Schwierige Vermittlung

„Jemanden in Arbeit zu bringen, ist heute schwieriger als noch vor fünf Jahren“, stellte Kahl fest. Wer wirklich arbeiten wolle und könne, der habe sich schon vor fünf Jahren eine Arbeit gesucht. Dass die Arbeitslosigkeit im Norden Oberhavels trotz niedriger Arbeitslosigkeit im Bundesdurchschnitt noch immer vergleichsweise hoch ist, begründete Kahl so: Unter den Beziehern von Hartz IV gebe es sehr viele schwierige Fälle. „Wer arbeiten will, hat sich längst integriert.“

Überproportional stark von Langzeitarbeitslosigkeit betroffen sind ältere Menschen im Norden Oberhavels, wie aus dem Arbeitsmarktreport der Agentur für Arbeit hervorgeht. Unter den gut 2 000 Leistungsbeziehern nach Sozialgesetzbuch II sind 36,8 Prozent, die älter als 50 Jahre sind sowie weitere 21,8 Prozent, die 55 und älter sind. Für öffentlich geförderte Beschäftigung gibt der Landkreis Oberhavel zwei Millionen Euro aus. Geld, das auch der Aqua Zehdenick GmbH zugute kommt. Sorgen bereitet dem SPD-Bürgermeisterkandidaten Hartmut Leib das niedrige Einkommensniveau in der Region. „Die Menschen, die wenig verdienen, die dürfen nicht das Gefühl haben: Warum gehe ich überhaupt arbeiten?“, sprach er sein grundsätzliches Problem an.

Dass Arbeitslosigkeit in der Region ein großes Problem bleiben wird, deute sich bereits in der Oberschule an. "Das Schulschwänzen nimmt massiv zu“, stellte Schulleiter Jünger fest.

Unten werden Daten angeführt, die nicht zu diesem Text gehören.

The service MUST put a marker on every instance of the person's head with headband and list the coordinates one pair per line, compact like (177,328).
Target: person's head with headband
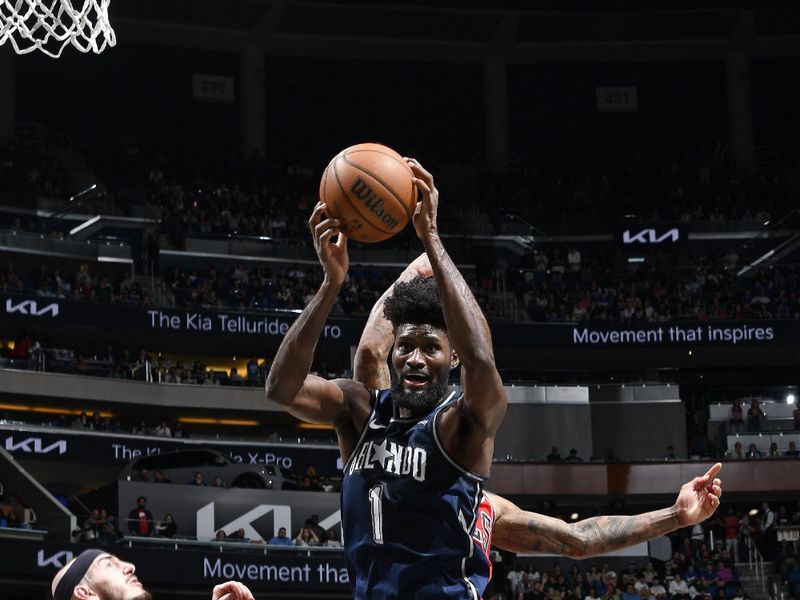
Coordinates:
(95,574)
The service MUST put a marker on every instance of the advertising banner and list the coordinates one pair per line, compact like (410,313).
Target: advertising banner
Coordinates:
(259,568)
(108,449)
(202,511)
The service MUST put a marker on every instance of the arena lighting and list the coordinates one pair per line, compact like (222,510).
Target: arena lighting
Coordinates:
(209,421)
(84,225)
(51,410)
(315,426)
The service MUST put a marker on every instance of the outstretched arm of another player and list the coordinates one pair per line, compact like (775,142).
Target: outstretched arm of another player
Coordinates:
(521,531)
(484,395)
(369,363)
(289,383)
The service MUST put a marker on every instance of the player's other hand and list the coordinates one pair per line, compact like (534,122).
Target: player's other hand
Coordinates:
(428,206)
(231,590)
(699,498)
(332,252)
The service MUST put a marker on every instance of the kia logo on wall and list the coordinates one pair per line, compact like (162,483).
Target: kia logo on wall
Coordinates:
(35,446)
(57,560)
(31,308)
(652,236)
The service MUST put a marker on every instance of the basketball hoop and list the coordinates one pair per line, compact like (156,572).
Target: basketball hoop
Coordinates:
(50,25)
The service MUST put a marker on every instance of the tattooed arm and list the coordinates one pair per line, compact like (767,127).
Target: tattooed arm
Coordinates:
(521,531)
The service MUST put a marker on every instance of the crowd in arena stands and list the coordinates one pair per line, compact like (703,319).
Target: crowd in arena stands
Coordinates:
(693,187)
(600,285)
(47,282)
(282,287)
(99,527)
(550,284)
(140,523)
(28,353)
(698,567)
(12,511)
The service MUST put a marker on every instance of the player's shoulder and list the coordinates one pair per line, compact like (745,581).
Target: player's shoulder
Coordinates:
(500,506)
(354,393)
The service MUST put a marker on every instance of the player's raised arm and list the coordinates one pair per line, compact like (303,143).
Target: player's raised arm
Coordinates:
(484,395)
(521,531)
(289,383)
(369,363)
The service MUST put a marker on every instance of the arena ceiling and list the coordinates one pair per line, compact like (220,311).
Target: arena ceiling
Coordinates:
(518,32)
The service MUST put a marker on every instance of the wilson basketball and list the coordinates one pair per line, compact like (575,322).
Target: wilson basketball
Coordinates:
(368,188)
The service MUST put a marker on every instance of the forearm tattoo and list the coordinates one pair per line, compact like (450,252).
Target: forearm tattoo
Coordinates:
(598,534)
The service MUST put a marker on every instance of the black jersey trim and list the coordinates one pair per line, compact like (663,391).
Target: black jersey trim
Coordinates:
(470,474)
(360,442)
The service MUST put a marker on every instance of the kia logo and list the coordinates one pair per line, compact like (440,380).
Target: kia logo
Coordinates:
(34,446)
(651,236)
(57,560)
(31,308)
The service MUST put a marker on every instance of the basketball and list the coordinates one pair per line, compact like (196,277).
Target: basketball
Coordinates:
(368,188)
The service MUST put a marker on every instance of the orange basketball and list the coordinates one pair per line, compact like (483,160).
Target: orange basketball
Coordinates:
(368,188)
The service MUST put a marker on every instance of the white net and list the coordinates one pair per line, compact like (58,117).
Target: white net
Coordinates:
(51,25)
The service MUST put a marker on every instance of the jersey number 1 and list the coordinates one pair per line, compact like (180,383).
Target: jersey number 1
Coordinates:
(376,510)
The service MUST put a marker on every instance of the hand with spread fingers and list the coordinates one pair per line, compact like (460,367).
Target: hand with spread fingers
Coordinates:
(231,590)
(699,498)
(420,266)
(428,206)
(332,253)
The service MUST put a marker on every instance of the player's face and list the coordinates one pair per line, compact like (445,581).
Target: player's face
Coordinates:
(422,360)
(113,579)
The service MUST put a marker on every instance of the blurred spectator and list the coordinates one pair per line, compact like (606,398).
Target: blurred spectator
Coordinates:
(281,539)
(554,455)
(753,452)
(158,477)
(792,451)
(731,532)
(162,429)
(167,527)
(305,537)
(140,519)
(736,417)
(332,540)
(738,452)
(754,417)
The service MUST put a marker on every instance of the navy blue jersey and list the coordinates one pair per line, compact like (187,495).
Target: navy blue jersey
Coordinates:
(411,518)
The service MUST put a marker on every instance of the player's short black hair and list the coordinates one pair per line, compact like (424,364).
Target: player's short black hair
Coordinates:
(416,302)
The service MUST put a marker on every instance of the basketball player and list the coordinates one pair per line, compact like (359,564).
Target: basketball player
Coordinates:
(96,574)
(504,524)
(416,457)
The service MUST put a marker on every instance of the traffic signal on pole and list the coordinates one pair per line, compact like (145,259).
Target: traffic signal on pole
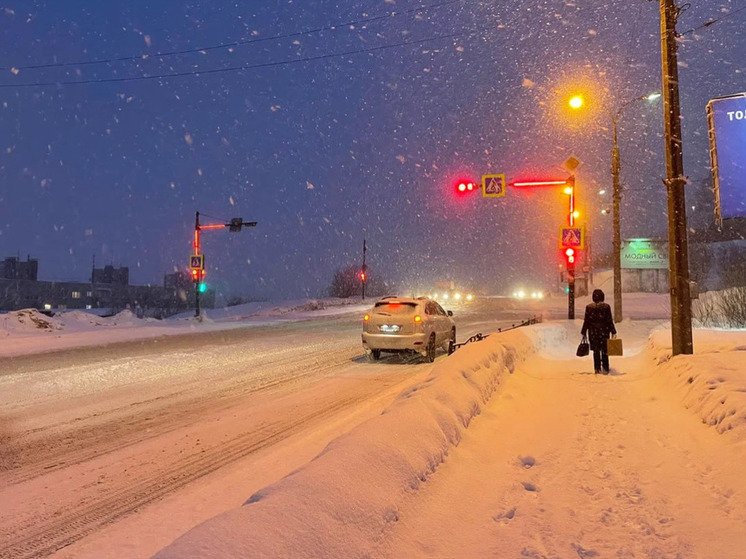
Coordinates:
(465,186)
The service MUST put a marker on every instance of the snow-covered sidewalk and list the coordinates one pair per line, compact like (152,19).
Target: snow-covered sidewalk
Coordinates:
(512,447)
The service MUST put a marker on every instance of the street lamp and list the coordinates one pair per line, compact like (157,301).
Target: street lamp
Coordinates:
(616,198)
(576,102)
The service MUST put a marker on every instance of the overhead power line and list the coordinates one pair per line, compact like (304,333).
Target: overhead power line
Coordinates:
(713,21)
(231,44)
(243,67)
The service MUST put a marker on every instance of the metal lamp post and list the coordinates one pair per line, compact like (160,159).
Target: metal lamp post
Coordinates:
(617,196)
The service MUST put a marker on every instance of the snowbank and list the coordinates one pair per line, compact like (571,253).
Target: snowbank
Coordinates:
(341,502)
(712,382)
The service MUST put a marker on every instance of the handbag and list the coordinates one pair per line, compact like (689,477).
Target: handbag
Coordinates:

Ab der neunten Klassen gebe es Bemühungen, die Schüler mit Defiziten auf das spätere Berufsleben besser vorzubereiten, und zwar zusammen mit den Eltern.

Mehr als 2 000 Menschenleben von Hartz IV

Wer lange Arbeitslosenlosengeld II bezieht, hat es schwer, wieder auf dem ersten Arbeitsmarkt Fuß zu fassen. Gut 2 000 Arbeitssuchende zählen im Geschäftsstellenbereich Gransee der Agentur für Arbeit zum "Rechtskreis Sozialgesetzbuch II".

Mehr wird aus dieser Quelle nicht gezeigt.